As they say, the show must go on. And after a tragic week so unrelentingly awful that Tom Petty’s death barely reverberated, Saturday Night Live did.
Although the internet seemed to go most crazy over a sketch that featured a stunt-makeout between Kate McKinnon and guest host Gal Gadot, this week’s episode was most notable for what was missing: namely, Donald Trump. By excluding the chaos-magnet president from this week’s narrative, SNL handled the Las Vegas massacre with more class than Trump himself did.

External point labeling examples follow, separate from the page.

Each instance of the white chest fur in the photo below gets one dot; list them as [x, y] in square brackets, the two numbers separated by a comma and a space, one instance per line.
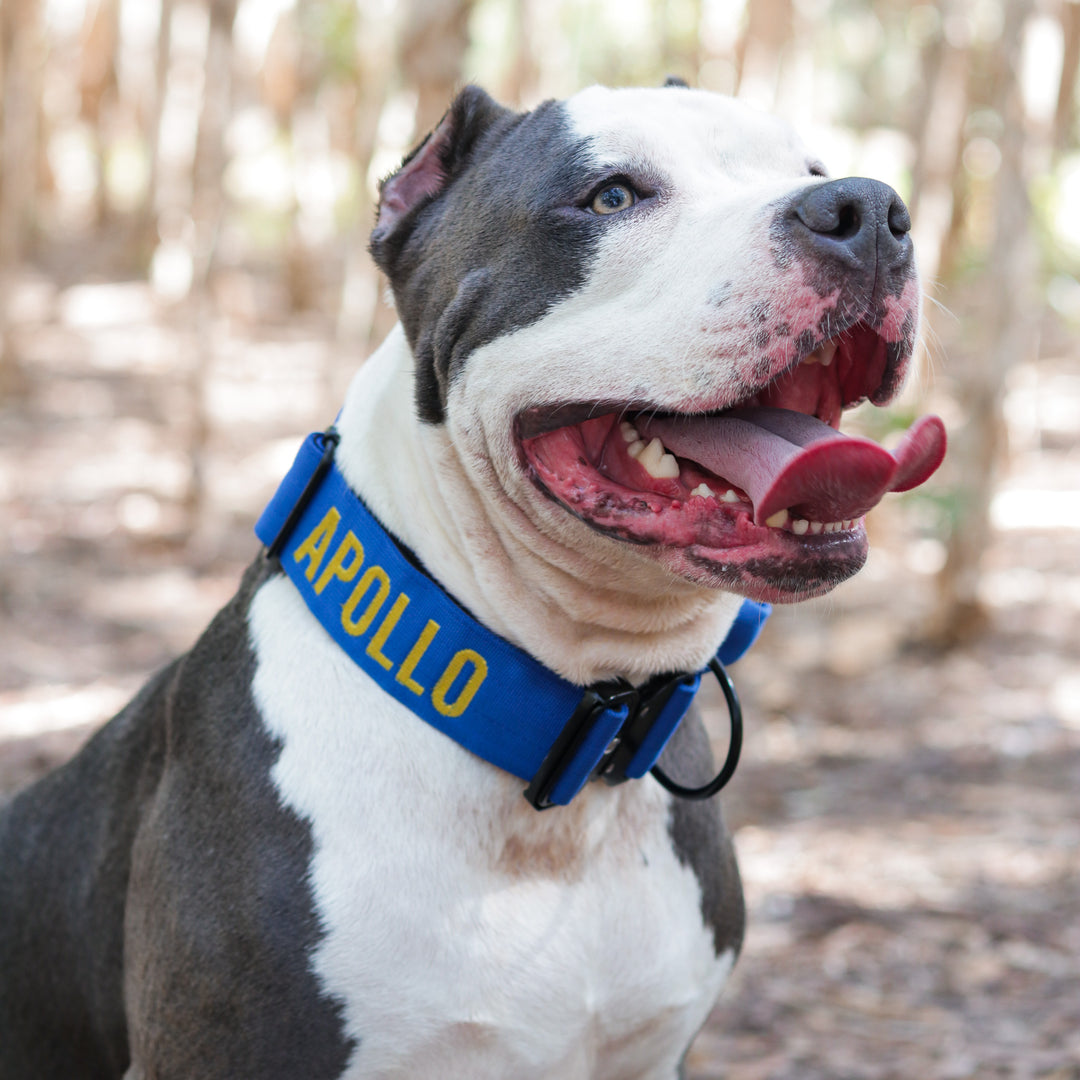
[466, 934]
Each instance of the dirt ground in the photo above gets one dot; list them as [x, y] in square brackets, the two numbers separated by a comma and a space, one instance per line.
[907, 822]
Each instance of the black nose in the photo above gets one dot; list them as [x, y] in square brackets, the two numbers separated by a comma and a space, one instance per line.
[862, 225]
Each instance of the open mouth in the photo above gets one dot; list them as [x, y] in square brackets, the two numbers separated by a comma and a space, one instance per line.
[766, 496]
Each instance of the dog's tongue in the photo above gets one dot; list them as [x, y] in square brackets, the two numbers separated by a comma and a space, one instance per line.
[786, 460]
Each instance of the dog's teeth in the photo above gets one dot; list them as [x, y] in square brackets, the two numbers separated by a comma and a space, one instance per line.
[657, 463]
[651, 455]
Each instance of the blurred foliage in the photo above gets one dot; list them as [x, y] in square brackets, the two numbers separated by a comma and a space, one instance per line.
[127, 149]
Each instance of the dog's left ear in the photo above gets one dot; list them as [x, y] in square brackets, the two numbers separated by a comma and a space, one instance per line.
[432, 166]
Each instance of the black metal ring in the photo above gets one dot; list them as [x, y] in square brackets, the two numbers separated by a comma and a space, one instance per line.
[734, 744]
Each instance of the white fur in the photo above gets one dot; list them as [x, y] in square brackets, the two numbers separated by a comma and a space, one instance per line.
[466, 934]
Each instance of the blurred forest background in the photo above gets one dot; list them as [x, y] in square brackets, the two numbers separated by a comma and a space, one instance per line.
[186, 188]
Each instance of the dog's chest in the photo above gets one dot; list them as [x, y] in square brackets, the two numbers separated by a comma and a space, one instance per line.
[464, 933]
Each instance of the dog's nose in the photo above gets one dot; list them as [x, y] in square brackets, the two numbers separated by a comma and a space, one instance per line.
[862, 225]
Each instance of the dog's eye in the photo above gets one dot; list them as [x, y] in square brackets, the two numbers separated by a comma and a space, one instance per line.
[613, 198]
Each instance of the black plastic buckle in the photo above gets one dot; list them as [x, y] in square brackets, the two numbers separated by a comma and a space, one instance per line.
[331, 439]
[651, 700]
[596, 699]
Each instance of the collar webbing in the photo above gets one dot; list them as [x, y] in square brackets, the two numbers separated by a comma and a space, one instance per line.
[424, 650]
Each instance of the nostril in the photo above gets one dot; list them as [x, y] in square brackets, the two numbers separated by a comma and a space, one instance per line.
[900, 220]
[849, 221]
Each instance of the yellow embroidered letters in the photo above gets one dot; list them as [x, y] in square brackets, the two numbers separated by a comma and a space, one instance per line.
[462, 675]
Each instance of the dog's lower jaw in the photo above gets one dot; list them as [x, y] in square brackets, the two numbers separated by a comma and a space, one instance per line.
[583, 605]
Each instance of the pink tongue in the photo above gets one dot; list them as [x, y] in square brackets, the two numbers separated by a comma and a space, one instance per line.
[786, 460]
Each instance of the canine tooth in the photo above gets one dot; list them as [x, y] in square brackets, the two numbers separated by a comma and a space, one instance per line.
[651, 456]
[667, 468]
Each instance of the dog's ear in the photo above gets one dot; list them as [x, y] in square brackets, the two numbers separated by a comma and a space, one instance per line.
[429, 170]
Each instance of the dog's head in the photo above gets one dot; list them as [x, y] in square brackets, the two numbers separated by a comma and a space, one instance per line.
[642, 313]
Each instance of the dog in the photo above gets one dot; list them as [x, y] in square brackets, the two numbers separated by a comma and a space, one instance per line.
[630, 322]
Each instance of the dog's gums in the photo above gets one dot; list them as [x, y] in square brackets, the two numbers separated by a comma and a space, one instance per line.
[770, 482]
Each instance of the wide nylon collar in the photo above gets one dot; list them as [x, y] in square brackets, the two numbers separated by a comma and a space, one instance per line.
[424, 650]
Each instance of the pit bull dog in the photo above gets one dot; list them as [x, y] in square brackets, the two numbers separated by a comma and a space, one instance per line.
[630, 323]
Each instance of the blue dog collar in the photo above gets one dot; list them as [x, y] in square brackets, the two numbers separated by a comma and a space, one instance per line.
[424, 650]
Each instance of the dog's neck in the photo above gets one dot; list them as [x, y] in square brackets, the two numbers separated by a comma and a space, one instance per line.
[584, 610]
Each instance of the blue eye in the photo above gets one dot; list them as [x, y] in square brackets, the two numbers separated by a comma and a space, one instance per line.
[612, 199]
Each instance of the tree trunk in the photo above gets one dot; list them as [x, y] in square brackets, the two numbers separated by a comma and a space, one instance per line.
[980, 445]
[21, 55]
[207, 206]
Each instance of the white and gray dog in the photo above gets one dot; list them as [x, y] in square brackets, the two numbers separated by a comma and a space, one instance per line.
[630, 323]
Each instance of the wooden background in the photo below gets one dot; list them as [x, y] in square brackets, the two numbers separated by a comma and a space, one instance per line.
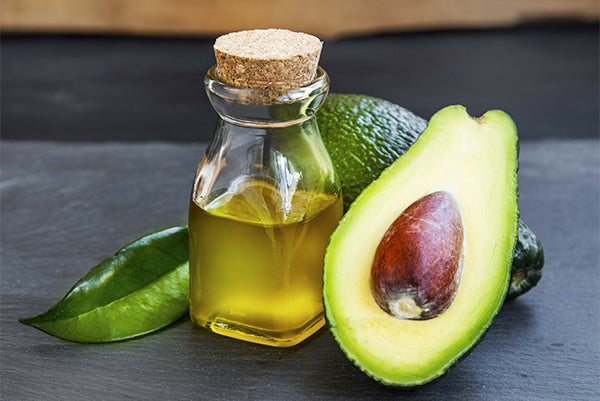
[321, 17]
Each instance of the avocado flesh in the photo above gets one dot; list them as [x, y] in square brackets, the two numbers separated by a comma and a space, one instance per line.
[475, 160]
[364, 135]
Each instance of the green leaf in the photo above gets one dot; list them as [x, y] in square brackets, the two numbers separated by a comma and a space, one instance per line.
[143, 288]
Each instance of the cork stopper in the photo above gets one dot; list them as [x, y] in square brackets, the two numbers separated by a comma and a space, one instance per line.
[267, 58]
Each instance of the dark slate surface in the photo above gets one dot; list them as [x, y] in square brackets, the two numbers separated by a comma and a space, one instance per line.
[81, 88]
[66, 206]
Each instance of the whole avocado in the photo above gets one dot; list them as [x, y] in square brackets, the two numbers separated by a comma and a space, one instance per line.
[364, 135]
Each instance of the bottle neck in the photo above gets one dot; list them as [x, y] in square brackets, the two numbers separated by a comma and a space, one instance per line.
[266, 108]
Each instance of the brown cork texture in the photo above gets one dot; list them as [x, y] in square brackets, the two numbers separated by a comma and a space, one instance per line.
[267, 58]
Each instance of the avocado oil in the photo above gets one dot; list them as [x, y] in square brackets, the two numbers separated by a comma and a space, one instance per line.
[256, 263]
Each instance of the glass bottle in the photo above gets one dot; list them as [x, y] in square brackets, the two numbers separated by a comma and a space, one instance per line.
[264, 202]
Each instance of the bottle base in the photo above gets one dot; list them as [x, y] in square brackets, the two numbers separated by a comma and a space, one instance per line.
[258, 335]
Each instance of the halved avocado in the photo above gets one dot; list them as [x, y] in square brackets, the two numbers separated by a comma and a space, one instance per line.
[472, 162]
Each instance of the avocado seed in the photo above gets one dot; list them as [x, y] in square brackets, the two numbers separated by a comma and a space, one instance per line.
[416, 269]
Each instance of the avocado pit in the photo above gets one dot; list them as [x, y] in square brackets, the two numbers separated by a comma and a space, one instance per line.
[417, 265]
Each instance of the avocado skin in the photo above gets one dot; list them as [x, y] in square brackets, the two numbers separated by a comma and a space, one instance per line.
[365, 134]
[347, 317]
[528, 261]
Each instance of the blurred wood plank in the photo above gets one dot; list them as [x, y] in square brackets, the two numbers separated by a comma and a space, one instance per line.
[321, 17]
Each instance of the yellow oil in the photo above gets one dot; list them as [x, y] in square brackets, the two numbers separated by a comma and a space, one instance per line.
[256, 263]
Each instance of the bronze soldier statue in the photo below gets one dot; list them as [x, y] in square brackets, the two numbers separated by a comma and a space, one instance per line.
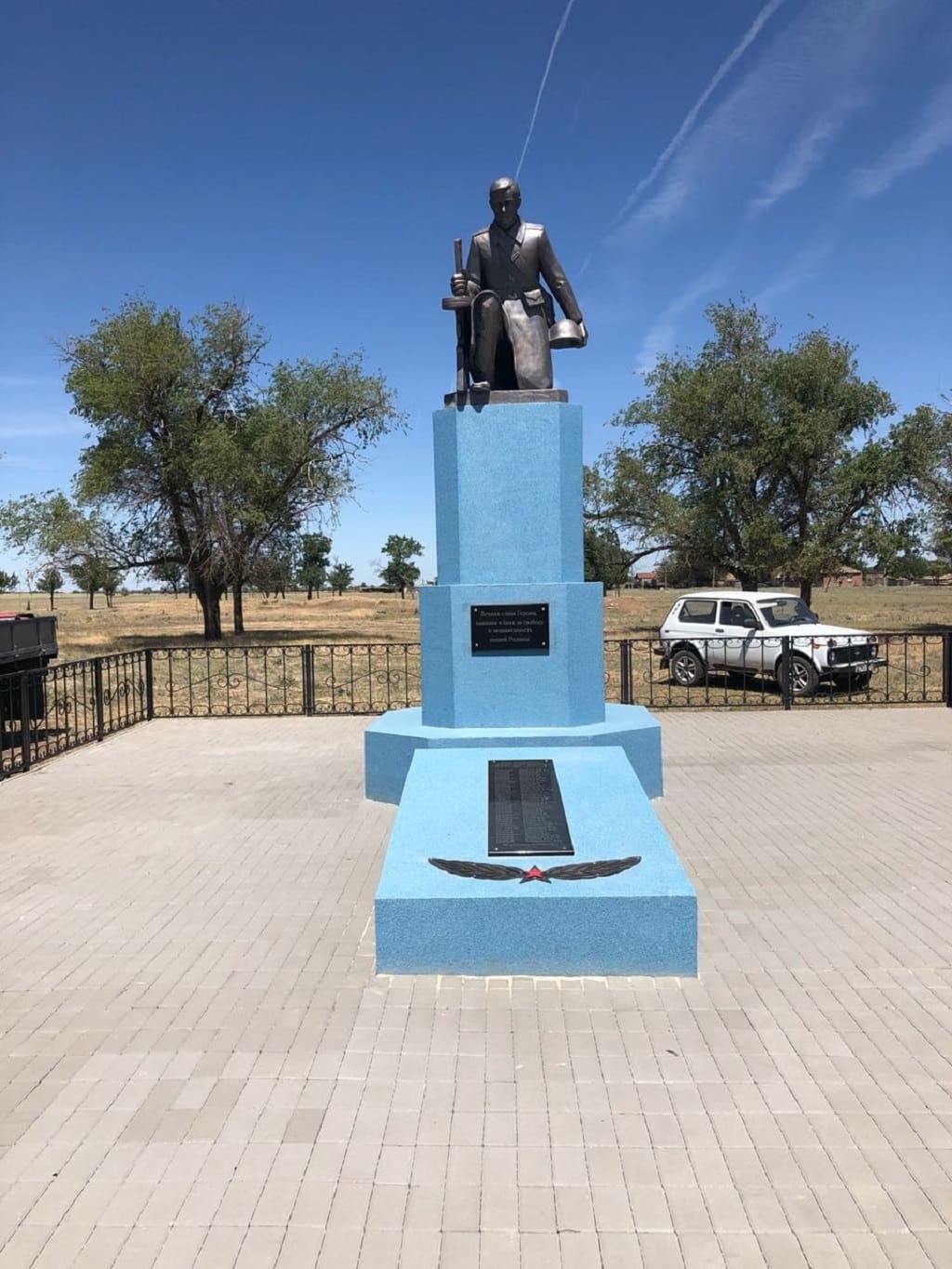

The show was on summer hiatus earlier this year when a bomber killed 22 people at a concert in Manchester; and also in 2016, when an Orlando gunman carried out what was then the deadliest shooting in modern U.S. history. In fact, the last time SNL had to respond to a similar tragedy was after the concert shooting in Paris back in November 2015. Cecily Strong opened the show that night by conveying SNL’s and New York City’s solidarity with the people of Paris–first in English and then in surprisingly fluent French. It was a gesture that echoed another time the show acknowledged a horrible tragedy without humor: The first cold open after 9/11, when then-mayor Rudy Giuliani appeared flanked by first responders, and Paul Simon performed “The Boxer” as a message of resiliency.
This week’s episode followed in the footsteps of its post-tragedy predecessors and also managed to squeeze in a Tom Petty tribute, with Jason Aldean covering “Won’t Back Down.” There was palpable gravity in seeing the singer with newly haunted eyes address the shooting, which took place during his Las Vegas performance last Sunday night at the Route 91 Harvest Music Festival. It also sent a signal that this would be an unusual night of sketch comedy.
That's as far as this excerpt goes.